Financial remuneration—in other words, salary and benefits—provides physical safety. However, once the basic survival needs are met, then respect, recognition, reward, and ultimately, self-fulfillment become important.
Career Development is a Benefit
Let’s say you’ve found a good candidate for your IT company’s contact center support role; an aspirational individual who meets all your “ideal candidate” requirements. However, she’s also interviewing with your competitor. You’re both offering comparative salaries, benefits, and perks.
But while your competitor doesn’t make any mention of career paths, in your company, you provide career development from day one to help employees advance their skills and meet their personal career goals. Since this candidate is looking for a job with a future, which job offer do you think she’ll accept?
Career development becomes even more powerful when combined with incentive compensation—i.e. when you add financial rewards to the practice of recognizing individuals or teams based on their performance.

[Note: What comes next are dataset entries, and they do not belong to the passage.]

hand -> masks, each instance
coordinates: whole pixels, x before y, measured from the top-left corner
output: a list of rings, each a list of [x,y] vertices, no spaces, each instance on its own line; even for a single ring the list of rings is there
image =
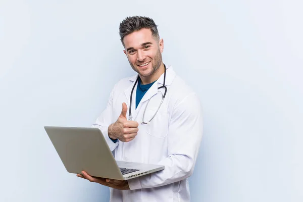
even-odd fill
[[[98,183],[103,185],[120,190],[128,190],[128,183],[127,180],[118,180],[111,179],[106,179],[102,177],[92,177],[85,171],[82,172],[82,175],[77,174],[77,176],[86,179],[91,182]]]
[[[139,130],[139,124],[136,121],[128,121],[126,118],[127,106],[122,103],[122,111],[116,122],[109,126],[109,137],[113,139],[118,139],[123,142],[132,140]]]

If you use incentive compensation, it’s important to give your employees a clear line of sight as to how their objectives contribute to the company’s overall objective. Use written goals and scorecards to provide them with real time feedback. By doing this, their goals become controllable and they feel empowered. If, in contrast, there’s no clarity about how they’re contributing to the larger objective, then they’ll feel like the company’s goals are non-controllable, which in turn may result in disengagement.
But even more powerful than incentive compensation are recognition-based incentives. Recognition among peers and co-workers can have a long-term impact on employee work engagement and job satisfaction.
A cash bonus is a one-time incentive. In contrast, being recognized among your peers and fellow co-workers for going the extra mile and contributing meaningfully to the company is a lasting achievement—and as we’ve seen, once our fundamental needs are met, we all want to make a difference in our lives and/or in the world.
That’s why recognition is such a powerful motivator. Titles such as “employee of the month” and “top performer” offer fulfillment to people who are already passionate about your mission—plus, they can be key accomplishments that make all the difference when the individual applies for a specific role or promotion. It’s always great to give recognition to employees who delight your customers, but another way to give recognition is a “kudos” program.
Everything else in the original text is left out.